Com'era la vita da cui è fuggito?
«Ho fatto la scuola in guerra, mi sono laureato in guerra. Nonostante le forze internazionali fossero stanziate sul territorio, la guerra era onnipresente. Attentati e attacchi all'ordine del giorno. Impiegavo due ore per percorrere il tragitto casa-scuola, e quando uscivo non ero mai certo che avrei avuto la fortuna di tornare sano e salvo. Uscivo con la paura, rientravo con la paura, e ogni giorno ascoltavo le notizie terribili che giungevano da tutta la città. Kabul, dal 2001, non ha mai vissuto la pace. In Afghanistan i giovani, quando compiono quindici anni, hanno solo una cosa in testa: fuggire. Lavorano per anni e mettono da parte denaro con quest'idea fissa».
Di cosa parla il nuovo libro?
«Ultimi respiri a Kabul parla della mia vita in Afghanistan. Parlo di letteratura, di cultura: la vita di un afgano in Afghanistan, a prescindere da altri aspetti. Il mio è un popolo dalla spiccata ospitalità: la gente è molto accogliente, sorridente, rispettosa. La letteratura persiana, la storia millenaria, la natura e i suoi paesaggi mi rendono orgoglioso di essere nato lì. Non ci sono solo guerra e cattiveria: porto nel cuore tanti aspetti del mio Paese, come la cucina con i suoi sapori di frutta secca e verdura, o i nostri vestiti tradizionali. Nonostante la guerra, l'Afghanistan ha avuto la forza di mantenere e tramandare molte delle nostre usanze e tradizioni folcloristiche.
Quando nasce la passione per la scrittura? Com'è scrivere in italiano?

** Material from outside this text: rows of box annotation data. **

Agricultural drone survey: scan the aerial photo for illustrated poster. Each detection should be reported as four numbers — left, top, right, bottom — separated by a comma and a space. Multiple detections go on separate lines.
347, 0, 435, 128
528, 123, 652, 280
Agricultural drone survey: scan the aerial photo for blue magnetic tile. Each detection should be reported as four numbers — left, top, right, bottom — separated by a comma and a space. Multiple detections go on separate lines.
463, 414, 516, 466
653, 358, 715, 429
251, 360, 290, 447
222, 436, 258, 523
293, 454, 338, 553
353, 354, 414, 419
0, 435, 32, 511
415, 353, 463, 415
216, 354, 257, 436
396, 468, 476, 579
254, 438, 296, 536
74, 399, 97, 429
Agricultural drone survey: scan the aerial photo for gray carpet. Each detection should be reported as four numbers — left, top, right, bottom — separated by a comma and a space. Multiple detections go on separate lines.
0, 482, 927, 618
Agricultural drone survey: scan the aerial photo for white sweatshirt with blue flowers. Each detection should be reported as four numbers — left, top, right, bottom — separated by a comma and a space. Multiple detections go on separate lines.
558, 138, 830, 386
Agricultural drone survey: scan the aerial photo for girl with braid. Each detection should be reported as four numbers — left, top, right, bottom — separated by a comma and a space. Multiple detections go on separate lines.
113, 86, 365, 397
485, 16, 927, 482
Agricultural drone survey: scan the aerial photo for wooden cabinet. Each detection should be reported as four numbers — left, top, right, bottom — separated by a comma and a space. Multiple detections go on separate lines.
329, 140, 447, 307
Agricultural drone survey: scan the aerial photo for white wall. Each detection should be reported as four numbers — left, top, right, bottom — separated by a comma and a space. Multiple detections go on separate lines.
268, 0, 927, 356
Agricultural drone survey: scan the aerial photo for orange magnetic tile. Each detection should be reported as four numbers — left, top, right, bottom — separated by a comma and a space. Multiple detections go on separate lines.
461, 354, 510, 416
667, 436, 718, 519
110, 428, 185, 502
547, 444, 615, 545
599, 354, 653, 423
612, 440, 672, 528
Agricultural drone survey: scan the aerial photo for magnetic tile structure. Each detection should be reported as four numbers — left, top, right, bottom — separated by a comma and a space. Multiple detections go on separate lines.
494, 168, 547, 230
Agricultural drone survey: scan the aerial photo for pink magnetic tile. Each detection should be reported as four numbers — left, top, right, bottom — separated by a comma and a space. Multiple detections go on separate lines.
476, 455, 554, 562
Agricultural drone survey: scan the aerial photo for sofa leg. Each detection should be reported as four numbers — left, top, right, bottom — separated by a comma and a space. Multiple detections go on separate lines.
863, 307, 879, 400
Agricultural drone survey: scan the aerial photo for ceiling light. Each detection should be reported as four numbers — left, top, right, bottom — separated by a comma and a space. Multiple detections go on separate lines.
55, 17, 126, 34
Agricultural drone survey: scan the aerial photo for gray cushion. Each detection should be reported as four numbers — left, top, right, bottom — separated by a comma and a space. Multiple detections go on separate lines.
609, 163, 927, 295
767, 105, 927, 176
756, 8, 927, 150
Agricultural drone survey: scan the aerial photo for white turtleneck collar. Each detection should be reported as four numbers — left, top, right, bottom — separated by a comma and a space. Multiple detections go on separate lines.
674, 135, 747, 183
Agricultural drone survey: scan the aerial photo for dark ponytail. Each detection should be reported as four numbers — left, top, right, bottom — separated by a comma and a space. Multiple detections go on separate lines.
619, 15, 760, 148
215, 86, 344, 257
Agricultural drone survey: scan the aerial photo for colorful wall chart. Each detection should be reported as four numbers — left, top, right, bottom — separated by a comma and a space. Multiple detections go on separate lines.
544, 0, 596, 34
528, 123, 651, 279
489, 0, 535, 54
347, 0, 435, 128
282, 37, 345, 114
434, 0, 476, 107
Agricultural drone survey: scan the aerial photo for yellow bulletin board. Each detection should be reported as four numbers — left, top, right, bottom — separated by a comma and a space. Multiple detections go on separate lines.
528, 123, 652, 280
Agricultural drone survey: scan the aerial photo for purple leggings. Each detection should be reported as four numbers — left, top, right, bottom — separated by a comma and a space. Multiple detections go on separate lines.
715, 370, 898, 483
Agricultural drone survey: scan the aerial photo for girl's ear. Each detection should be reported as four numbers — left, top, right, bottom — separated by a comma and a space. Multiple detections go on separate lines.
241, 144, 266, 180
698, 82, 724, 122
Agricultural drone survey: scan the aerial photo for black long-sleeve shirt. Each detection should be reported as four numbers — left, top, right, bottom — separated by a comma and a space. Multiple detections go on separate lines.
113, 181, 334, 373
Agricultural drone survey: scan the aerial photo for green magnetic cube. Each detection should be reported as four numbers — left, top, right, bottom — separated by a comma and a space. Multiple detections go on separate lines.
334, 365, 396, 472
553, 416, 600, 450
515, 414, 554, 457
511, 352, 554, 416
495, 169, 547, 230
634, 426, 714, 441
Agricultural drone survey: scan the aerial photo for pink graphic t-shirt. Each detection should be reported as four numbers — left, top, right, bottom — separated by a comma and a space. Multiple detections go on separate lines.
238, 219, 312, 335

«Avevo 16 anni quando ho finito di scrivere il mio primo libro, ma in Afghanistan pubblicare non è facile: ci sono numerosi uffici che vagliano gli scritti e li censurano. Arrivando in Europa e imparando l'italiano ho fatto di nuovo pace con la penna, e ho ricominciato a scrivere. Persiano e italiano sono completamente diversi, tanto nella musicalità quanto nei caratteri e nella grammatica. La vostra è una lingua molto ricca: in persiano non abbiamo elementi come ad esempio gli articoli o il congiuntivo, e dunque ci manca la possibilità di esprimere alcune sfumature del pensiero. In questo senso, l'italiano ha riempito un vuoto che era dentro di me. Ciononostante, la mia lingua madre ha una sua bellezza e infatti ancora la uso. Ma nel comporre il mio ultimo libro ho pensato direttamente tutto in italiano: se fossi partito dal persiano non avrei avuto la forza di tradurre, perché i testi nell'una e nell'altra lingua hanno contenuti e modi di pensare diversi e non interscambiabili. Un sacco di poesie che ho scritto in italiano una volta tradotte non avrebbero la stessa forza e lo stesso significato, e viceversa: ho dei dubbi e dei desideri che in persiano non potrei esprimere. Siamo della stessa famiglia, della stessa umanità, ma le diverse culture influiscono sugli idiomi rendendoli unici».